Users can preview in the browser, inspect their design in real-time via Edge Inspect extension, and extract the CSS for use in Edge Code, Dreamweaver or any code editor. During the preview period, Adobe is actively seeking user feedback for Edge Reflow in order to help evolve the product. Users are encouraged to submit their feedback to Adobe through Github
In addition, Adobe also announced updates to Adobe Edge Animate with new CSS-based features, including gradients, CSS filters, and enhanced font support. Users will now be able to style and animate elements using radial or linear gradients, and preview Edge Web Fonts* live in a new interface. New CSS filter support for Edge Animate allows users to take advantage of exciting CSS capabilities found in modern WebKit browsers, including blur, greyscale, sepia, brightness, contrast, hue-rotate, invert and saturate filters. Previously, filter effects could only be achieved using tools like Adobe Photoshop.
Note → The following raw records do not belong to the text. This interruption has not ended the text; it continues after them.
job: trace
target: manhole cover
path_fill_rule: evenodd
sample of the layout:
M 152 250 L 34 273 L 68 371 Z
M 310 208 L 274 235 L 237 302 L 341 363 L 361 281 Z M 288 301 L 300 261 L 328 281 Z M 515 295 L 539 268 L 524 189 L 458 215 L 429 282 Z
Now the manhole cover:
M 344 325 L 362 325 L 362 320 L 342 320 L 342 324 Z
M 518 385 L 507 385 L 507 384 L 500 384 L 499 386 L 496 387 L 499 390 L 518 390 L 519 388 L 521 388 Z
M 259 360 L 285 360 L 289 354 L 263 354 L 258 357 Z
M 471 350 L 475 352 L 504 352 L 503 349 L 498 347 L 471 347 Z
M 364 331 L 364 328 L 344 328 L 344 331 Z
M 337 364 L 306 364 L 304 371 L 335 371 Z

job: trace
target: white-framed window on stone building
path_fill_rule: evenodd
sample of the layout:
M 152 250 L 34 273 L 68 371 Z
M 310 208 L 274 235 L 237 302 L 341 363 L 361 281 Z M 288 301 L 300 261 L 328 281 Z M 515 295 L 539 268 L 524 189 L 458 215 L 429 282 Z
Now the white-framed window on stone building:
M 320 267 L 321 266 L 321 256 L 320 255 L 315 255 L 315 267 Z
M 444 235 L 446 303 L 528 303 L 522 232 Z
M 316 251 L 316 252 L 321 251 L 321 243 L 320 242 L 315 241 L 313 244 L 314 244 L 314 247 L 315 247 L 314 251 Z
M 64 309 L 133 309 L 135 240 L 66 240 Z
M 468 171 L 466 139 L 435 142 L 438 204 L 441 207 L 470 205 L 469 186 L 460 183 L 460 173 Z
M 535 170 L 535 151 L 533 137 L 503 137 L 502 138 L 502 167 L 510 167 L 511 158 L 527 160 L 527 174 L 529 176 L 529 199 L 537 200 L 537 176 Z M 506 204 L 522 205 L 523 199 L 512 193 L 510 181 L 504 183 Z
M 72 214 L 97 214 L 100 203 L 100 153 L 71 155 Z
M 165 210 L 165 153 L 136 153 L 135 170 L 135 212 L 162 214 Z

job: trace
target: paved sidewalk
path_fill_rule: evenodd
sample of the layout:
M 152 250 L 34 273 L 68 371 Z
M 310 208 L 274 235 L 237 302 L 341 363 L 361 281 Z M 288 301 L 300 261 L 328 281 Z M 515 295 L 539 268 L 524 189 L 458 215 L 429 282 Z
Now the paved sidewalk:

Creative Cloud members also get an exclusive Dreamweaver update that improves interoperability with the Adobe Edge Tools & Services family and includes several new features to enhance code authoring ability and workflow. Fluid grid layout, a feature first introduced with Adobe Dreamweaver CS6, now allows developers to leverage class tags in addition to ID tags and features a new editing interface. Developers can also now easily preview, select and incorporate Edge Web Fonts into their Dreamweaver projects.